Expertos reunidos en INTEC afirman que la legislación fortalece la seguridad jurídica y promueve una mayor protección para pacientes y profesionales de la salud
Santo Domingo.– El nuevo Código Penal no constituye una amenaza para el ejercicio de la medicina ni fue diseñado para perseguir a los profesionales de la salud. Por el contrario, establece responsabilidades más claras, fortalece las garantías jurídicas y promueve una mayor protección tanto para los médicos como para los pacientes, concluyeron especialistas durante el panel «Código Penal: ¿avance o amenaza?», organizado por el Instituto Tecnológico de Santo Domingo (INTEC) junto a la Comisión Nacional de Bioética (CNB).
Durante el encuentro, expertos en bioética y derecho médico coincidieron en que gran parte de la incertidumbre surgida en el sector sanitario responde a interpretaciones equivocadas de la nueva normativa y a la desinformación que ha circulado sobre su contenido, por lo que exhortaron a analizar el texto desde una perspectiva jurídica y técnica.
La doctora Togarma Rodríguez, miembro de la Comisión Nacional de Bioética, explicó que el Código Penal mantiene como principio fundamental la actuación diligente y responsable del médico, sin penalizar automáticamente los resultados adversos que puedan presentarse durante un tratamiento.
«La medicina no es una ciencia exacta. Lo que tenemos que demostrar es que utilizamos todos los medios a nuestro alcance para evitar un desenlace fatal», afirmó.
Rodríguez aseguró que la legislación no representa una «cacería de brujas» contra el personal médico y enfatizó que ningún profesional será procesado únicamente por la entrada en vigor de la nueva ley.
«No es que porque llegó la ley van a salir a buscar a todos los médicos como una cacería de brujas para llevarlos presos. Nada que ver con eso», sostuvo.
La especialista indicó que el aspecto determinante será demostrar, mediante una adecuada documentación clínica, que el profesional actuó conforme a los protocolos establecidos, justificó correctamente sus decisiones y empleó todos los recursos disponibles para proteger la vida del paciente.

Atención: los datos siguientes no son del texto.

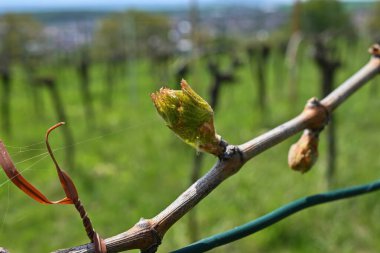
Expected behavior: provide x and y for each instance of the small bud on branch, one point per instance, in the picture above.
(304, 153)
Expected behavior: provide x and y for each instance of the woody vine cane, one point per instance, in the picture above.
(68, 186)
(147, 233)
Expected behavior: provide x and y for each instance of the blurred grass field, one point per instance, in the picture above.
(129, 165)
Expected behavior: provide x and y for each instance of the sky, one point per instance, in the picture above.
(9, 5)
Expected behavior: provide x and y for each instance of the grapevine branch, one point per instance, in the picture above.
(148, 233)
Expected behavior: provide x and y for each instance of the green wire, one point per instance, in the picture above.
(275, 216)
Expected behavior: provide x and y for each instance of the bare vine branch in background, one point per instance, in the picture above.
(148, 233)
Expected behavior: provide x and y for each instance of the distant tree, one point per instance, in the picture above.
(19, 36)
(325, 17)
(132, 31)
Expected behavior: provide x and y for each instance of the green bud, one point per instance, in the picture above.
(189, 116)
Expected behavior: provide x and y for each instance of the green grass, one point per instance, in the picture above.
(129, 165)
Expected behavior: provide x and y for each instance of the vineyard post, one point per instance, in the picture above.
(148, 233)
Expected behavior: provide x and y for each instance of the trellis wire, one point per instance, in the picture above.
(277, 215)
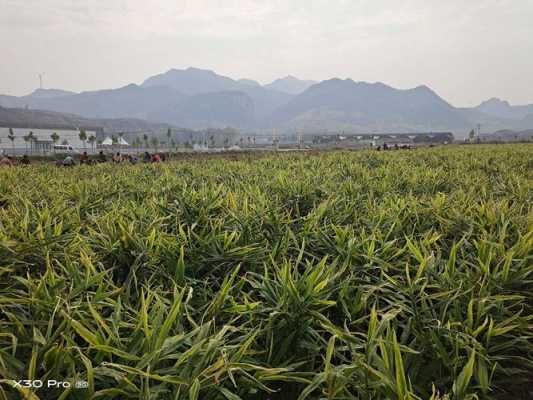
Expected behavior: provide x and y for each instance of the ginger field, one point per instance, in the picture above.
(338, 275)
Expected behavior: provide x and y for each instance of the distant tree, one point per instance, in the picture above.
(83, 137)
(472, 135)
(27, 139)
(155, 142)
(92, 141)
(11, 137)
(169, 134)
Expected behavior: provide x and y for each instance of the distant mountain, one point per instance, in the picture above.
(197, 98)
(502, 109)
(218, 109)
(23, 101)
(193, 81)
(290, 85)
(249, 82)
(362, 106)
(22, 118)
(50, 93)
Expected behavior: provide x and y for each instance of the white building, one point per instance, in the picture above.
(42, 142)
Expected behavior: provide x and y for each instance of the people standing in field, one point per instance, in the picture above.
(101, 157)
(117, 158)
(84, 158)
(6, 161)
(68, 161)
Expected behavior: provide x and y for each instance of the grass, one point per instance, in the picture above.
(339, 275)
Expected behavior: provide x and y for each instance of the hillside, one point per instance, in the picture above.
(290, 84)
(340, 103)
(503, 109)
(196, 98)
(22, 118)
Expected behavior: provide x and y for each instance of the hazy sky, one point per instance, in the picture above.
(466, 50)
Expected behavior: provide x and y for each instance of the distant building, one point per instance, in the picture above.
(42, 141)
(389, 138)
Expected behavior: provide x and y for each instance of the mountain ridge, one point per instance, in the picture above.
(199, 98)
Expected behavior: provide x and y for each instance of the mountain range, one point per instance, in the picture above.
(197, 98)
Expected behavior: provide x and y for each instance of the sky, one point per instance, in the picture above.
(465, 50)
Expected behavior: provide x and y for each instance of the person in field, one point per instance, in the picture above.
(6, 161)
(132, 158)
(68, 161)
(84, 158)
(117, 158)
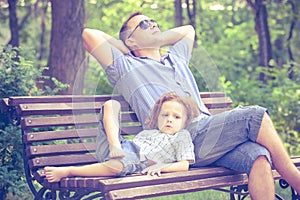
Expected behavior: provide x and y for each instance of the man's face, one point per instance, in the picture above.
(172, 117)
(143, 37)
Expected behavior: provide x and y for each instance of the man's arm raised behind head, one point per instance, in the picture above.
(172, 36)
(99, 44)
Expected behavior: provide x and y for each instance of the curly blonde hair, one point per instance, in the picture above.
(189, 104)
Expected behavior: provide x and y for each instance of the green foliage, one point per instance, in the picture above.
(11, 170)
(18, 77)
(280, 95)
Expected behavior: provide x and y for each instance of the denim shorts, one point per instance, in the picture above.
(228, 139)
(131, 162)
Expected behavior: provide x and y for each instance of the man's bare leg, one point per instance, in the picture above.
(269, 138)
(261, 183)
(111, 125)
(108, 168)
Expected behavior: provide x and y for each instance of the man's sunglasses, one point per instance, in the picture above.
(144, 25)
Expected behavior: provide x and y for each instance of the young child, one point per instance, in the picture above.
(165, 147)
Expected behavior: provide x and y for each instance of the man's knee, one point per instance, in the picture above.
(261, 166)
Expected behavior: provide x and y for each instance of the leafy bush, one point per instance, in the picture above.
(18, 77)
(280, 95)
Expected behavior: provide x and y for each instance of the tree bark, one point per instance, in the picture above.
(178, 13)
(13, 23)
(191, 11)
(67, 53)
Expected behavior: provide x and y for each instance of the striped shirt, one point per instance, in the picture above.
(165, 148)
(142, 80)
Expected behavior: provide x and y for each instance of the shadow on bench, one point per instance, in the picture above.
(61, 131)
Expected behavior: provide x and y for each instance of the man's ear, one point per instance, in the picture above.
(130, 42)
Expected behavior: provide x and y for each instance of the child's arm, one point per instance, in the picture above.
(182, 165)
(112, 127)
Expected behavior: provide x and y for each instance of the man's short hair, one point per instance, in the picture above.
(124, 29)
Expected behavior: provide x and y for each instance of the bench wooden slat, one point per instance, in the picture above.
(136, 181)
(15, 101)
(62, 160)
(177, 187)
(70, 120)
(58, 149)
(59, 135)
(62, 130)
(217, 102)
(62, 108)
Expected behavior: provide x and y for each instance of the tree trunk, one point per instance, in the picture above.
(66, 46)
(13, 23)
(191, 10)
(178, 13)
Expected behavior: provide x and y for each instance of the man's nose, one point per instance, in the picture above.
(169, 119)
(153, 24)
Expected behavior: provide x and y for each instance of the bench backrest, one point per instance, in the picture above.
(61, 130)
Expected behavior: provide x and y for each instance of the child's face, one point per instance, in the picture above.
(172, 117)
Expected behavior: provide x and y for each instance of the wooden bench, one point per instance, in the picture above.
(61, 131)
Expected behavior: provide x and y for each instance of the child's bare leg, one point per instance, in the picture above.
(108, 168)
(111, 125)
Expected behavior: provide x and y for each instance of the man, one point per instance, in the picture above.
(243, 139)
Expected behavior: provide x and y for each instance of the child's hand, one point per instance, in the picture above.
(155, 169)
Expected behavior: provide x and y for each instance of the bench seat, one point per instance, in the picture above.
(61, 131)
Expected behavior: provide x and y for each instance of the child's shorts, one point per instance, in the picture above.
(131, 162)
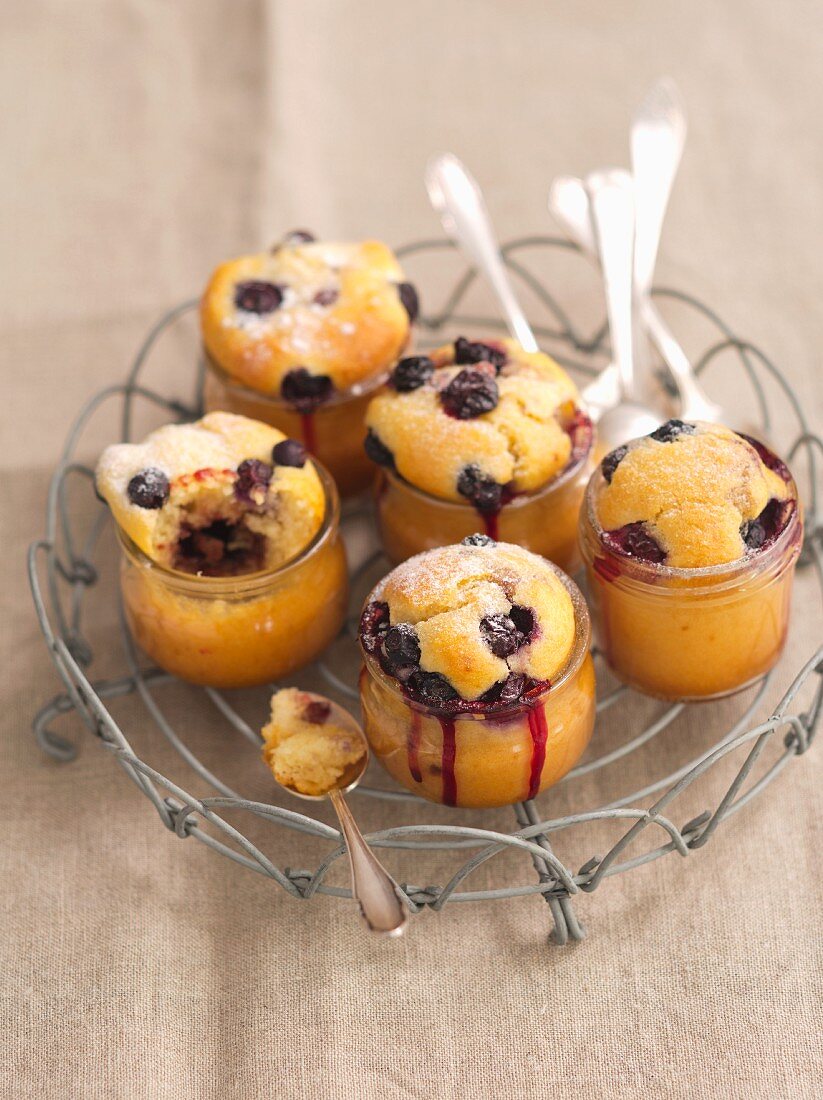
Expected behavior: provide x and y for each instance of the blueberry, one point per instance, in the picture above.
(374, 625)
(401, 647)
(669, 431)
(753, 534)
(149, 488)
(430, 688)
(470, 394)
(409, 300)
(763, 530)
(507, 692)
(289, 452)
(258, 297)
(501, 635)
(524, 619)
(304, 389)
(297, 237)
(252, 483)
(317, 712)
(326, 297)
(768, 458)
(483, 492)
(377, 451)
(635, 540)
(465, 351)
(412, 373)
(612, 461)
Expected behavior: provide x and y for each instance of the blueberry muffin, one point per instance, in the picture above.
(479, 623)
(690, 537)
(310, 745)
(692, 495)
(478, 688)
(478, 422)
(308, 319)
(225, 496)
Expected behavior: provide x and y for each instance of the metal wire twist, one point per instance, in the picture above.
(62, 571)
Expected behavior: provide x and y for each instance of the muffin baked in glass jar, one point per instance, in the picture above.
(478, 685)
(233, 572)
(690, 537)
(480, 435)
(302, 337)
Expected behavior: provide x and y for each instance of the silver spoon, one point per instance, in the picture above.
(373, 887)
(658, 135)
(612, 207)
(457, 198)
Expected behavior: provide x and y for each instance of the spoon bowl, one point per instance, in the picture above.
(329, 760)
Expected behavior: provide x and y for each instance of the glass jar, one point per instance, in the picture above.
(689, 634)
(239, 631)
(333, 432)
(468, 755)
(545, 521)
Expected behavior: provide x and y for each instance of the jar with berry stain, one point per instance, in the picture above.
(544, 521)
(331, 429)
(482, 755)
(687, 635)
(238, 631)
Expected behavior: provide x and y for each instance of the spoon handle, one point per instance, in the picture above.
(372, 884)
(611, 196)
(457, 198)
(658, 135)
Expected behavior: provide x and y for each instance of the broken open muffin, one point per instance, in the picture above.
(233, 571)
(225, 496)
(480, 432)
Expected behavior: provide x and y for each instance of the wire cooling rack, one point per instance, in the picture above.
(758, 745)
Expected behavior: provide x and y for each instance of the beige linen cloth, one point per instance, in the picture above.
(145, 142)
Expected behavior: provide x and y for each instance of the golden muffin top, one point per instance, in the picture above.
(223, 496)
(311, 745)
(482, 620)
(471, 420)
(308, 318)
(691, 495)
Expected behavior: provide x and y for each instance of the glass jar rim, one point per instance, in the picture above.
(363, 388)
(518, 501)
(245, 583)
(720, 575)
(577, 656)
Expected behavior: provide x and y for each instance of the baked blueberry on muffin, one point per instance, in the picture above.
(691, 495)
(691, 536)
(233, 571)
(311, 745)
(480, 429)
(308, 319)
(220, 497)
(478, 688)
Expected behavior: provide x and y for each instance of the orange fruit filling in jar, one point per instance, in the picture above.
(238, 631)
(672, 620)
(478, 685)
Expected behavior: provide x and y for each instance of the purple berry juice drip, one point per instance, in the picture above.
(491, 524)
(307, 431)
(539, 733)
(448, 758)
(413, 747)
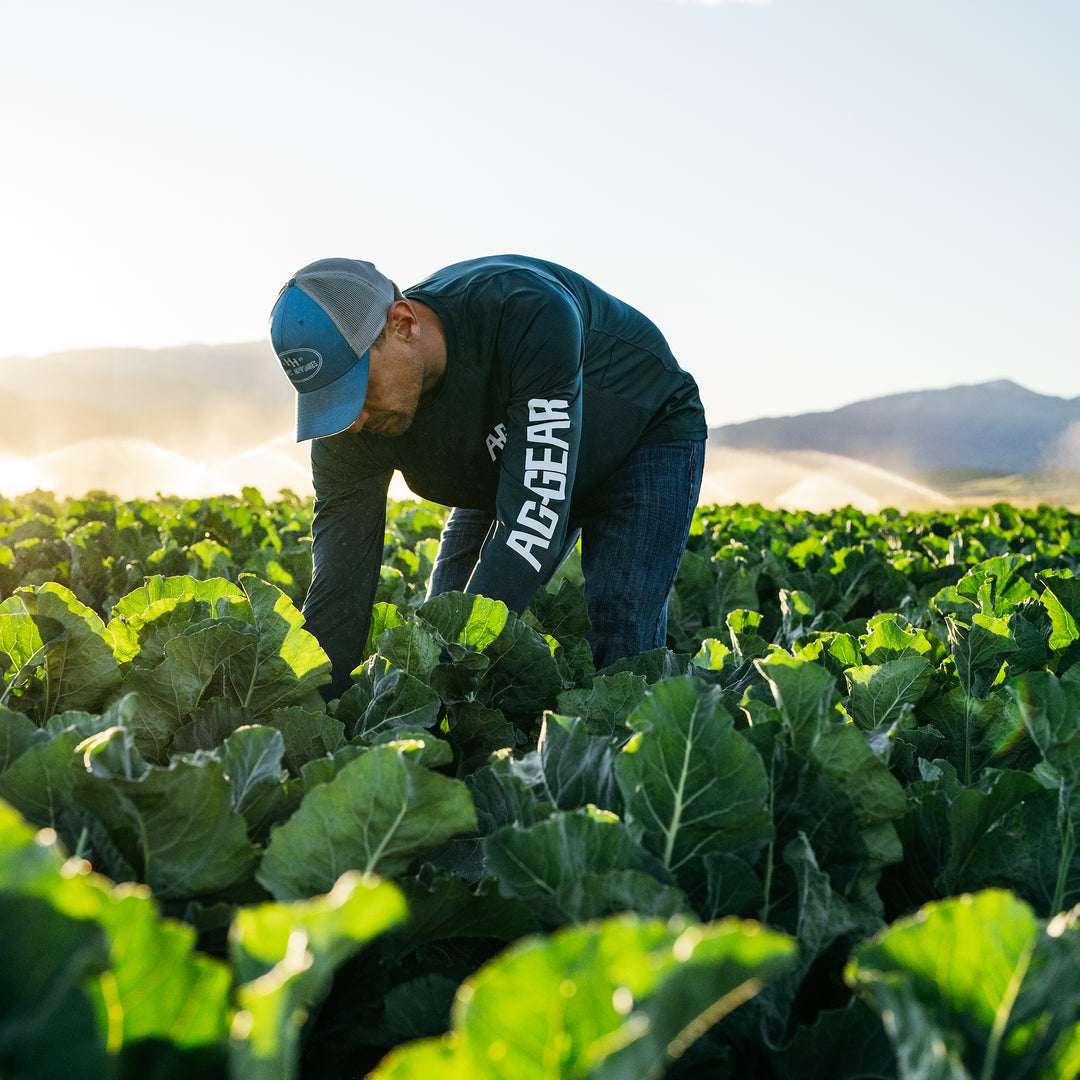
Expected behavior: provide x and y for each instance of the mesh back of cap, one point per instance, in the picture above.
(353, 294)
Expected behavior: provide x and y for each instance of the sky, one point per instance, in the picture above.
(818, 201)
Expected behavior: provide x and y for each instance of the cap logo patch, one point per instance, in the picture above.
(301, 365)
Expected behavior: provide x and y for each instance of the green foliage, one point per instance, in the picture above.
(846, 800)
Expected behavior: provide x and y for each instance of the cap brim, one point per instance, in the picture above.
(332, 408)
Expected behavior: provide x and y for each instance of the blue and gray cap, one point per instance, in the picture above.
(322, 327)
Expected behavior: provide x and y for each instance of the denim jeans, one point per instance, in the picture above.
(633, 534)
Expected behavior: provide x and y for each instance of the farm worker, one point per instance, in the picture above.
(531, 402)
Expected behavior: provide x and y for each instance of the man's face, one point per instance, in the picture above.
(394, 385)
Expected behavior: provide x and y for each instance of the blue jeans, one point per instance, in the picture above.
(633, 534)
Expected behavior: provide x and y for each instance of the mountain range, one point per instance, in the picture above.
(998, 427)
(225, 405)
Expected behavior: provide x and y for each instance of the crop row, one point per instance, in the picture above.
(829, 831)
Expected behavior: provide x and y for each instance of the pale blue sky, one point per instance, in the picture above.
(819, 201)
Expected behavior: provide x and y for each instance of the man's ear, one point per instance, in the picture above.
(402, 320)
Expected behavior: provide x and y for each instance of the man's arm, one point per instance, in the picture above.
(347, 553)
(541, 350)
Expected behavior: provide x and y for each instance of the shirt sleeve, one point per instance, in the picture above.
(540, 349)
(347, 536)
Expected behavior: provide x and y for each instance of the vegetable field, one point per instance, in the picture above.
(831, 832)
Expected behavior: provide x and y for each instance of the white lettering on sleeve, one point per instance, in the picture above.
(547, 457)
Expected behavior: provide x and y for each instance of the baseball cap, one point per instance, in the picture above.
(322, 327)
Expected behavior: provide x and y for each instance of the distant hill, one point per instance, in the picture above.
(997, 426)
(206, 402)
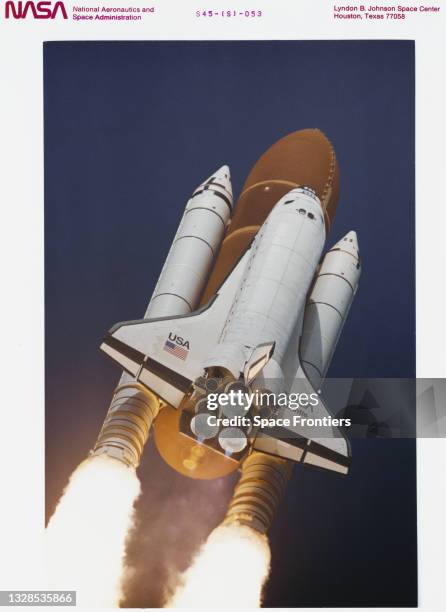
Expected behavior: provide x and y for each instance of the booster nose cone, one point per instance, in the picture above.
(349, 243)
(219, 182)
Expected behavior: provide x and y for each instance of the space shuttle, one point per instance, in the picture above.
(247, 301)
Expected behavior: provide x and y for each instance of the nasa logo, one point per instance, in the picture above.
(38, 10)
(179, 340)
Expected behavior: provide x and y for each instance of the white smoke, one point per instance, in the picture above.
(228, 572)
(86, 536)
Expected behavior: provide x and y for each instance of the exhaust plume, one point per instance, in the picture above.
(86, 536)
(230, 569)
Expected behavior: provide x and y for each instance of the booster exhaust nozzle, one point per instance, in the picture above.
(259, 491)
(127, 425)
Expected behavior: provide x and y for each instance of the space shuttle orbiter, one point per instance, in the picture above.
(269, 320)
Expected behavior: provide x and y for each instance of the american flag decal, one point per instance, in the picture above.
(174, 349)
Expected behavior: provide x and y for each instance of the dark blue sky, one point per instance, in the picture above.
(130, 130)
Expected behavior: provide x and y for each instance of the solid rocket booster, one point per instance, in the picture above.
(134, 408)
(268, 315)
(264, 477)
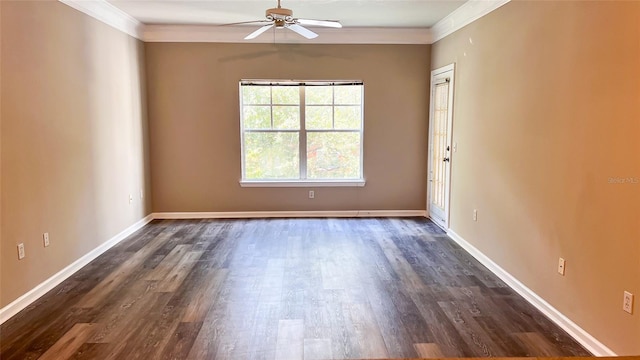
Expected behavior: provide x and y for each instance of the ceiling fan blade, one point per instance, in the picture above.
(302, 31)
(256, 33)
(245, 22)
(326, 23)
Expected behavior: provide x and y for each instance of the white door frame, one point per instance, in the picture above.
(437, 76)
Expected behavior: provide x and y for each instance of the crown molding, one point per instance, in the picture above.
(469, 12)
(101, 10)
(236, 34)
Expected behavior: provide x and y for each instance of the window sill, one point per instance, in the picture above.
(303, 183)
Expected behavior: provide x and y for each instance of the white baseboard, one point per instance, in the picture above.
(580, 335)
(288, 214)
(34, 294)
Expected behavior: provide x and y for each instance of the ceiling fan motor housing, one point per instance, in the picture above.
(279, 14)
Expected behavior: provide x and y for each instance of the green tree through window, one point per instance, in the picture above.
(301, 131)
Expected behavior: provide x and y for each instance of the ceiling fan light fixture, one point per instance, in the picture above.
(282, 18)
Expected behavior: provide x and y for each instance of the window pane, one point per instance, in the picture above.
(256, 95)
(286, 117)
(333, 155)
(318, 95)
(271, 156)
(256, 117)
(347, 117)
(286, 95)
(351, 94)
(318, 117)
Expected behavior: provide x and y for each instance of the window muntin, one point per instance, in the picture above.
(301, 131)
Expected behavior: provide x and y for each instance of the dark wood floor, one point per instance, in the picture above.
(283, 289)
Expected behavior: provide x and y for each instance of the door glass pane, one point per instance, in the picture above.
(333, 155)
(440, 128)
(271, 155)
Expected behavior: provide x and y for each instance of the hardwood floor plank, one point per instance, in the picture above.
(283, 289)
(123, 272)
(174, 278)
(317, 349)
(70, 342)
(425, 350)
(290, 342)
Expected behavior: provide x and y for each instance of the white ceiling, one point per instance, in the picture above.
(351, 13)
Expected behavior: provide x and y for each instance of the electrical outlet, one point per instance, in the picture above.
(627, 304)
(21, 254)
(561, 266)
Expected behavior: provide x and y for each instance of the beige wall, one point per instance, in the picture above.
(547, 109)
(195, 135)
(73, 138)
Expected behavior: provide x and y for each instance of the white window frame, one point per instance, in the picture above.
(302, 133)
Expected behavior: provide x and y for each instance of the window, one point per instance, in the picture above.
(301, 133)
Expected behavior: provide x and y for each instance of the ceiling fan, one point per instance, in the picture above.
(283, 18)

Uno de los principales cambios introducidos por la nueva legislación es la posibilidad de establecer responsabilidad penal para las personas jurídicas, permitiendo que hospitales, clínicas y otras instituciones de salud también respondan cuando existan fallas derivadas de problemas organizacionales o de gestión, una figura inexistente en la legislación anterior.
Por su parte, el abogado Pedro Jiménez, especialista en derecho médico, calificó la reforma como un cambio trascendental para el sistema judicial dominicano.
«Verdaderamente hay esperanza. Verdaderamente hay avances», expresó al señalar que el nuevo Código sustituye una legislación con más de 140 años de vigencia por un modelo ajustado a los principios constitucionales y a mayores garantías jurídicas.
Jiménez explicó que la reforma incorpora por primera vez un conjunto de principios garantistas que protege tanto a los ciudadanos como a los profesionales que actúan dentro del marco legal.
«Del silencio normativo pasamos a un bloque de garantías», manifestó, al recordar que la responsabilidad penal seguirá siendo estrictamente individual, por lo que cada persona responderá únicamente por sus propios actos u omisiones.
Los especialistas reconocieron, sin embargo, que algunos artículos podrían requerir ajustes para evitar interpretaciones ambiguas, por lo que respaldaron la realización de espacios de discusión técnica que permitan perfeccionar la legislación sin frenar los avances alcanzados.
Desde la perspectiva bioética, el doctor Miguel Suazo, asesor permanente de la Comisión Nacional de Bioética, docente y consultor de Bioética del INTEC, afirmó que el análisis del nuevo Código Penal debe centrarse en encontrar un equilibrio entre la protección de los derechos de los pacientes y las garantías para quienes ejercen la medicina.
«No todo lo legal es moral, ni todo lo moral es legal. La tarea de la ética será tratar de acercar lo moral a lo legal», expresó.
Suazo consideró que los principios incorporados en la nueva legislación fortalecen la protección de la dignidad humana y propuso ampliar el debate incluyendo, además de médicos y juristas, a pacientes y otros actores de la sociedad.
Los panelistas coincidieron en que uno de los principales retos será fortalecer la formación jurídica del personal sanitario, promover una cultura de documentación clínica rigurosa y desarrollar mecanismos alternativos de resolución de conflictos que reduzcan la judicialización innecesaria de la relación entre médicos y pacientes.
La actividad, realizada de manera virtual y moderada por la doctora Selma Zapata, presidenta de la Comisión Nacional de Bioética, reunió a especialistas con el propósito de analizar las implicaciones del nuevo Código Penal desde una perspectiva interdisciplinaria y fomentar un debate sustentado en la bioética, el derecho y la protección de los derechos de los pacientes.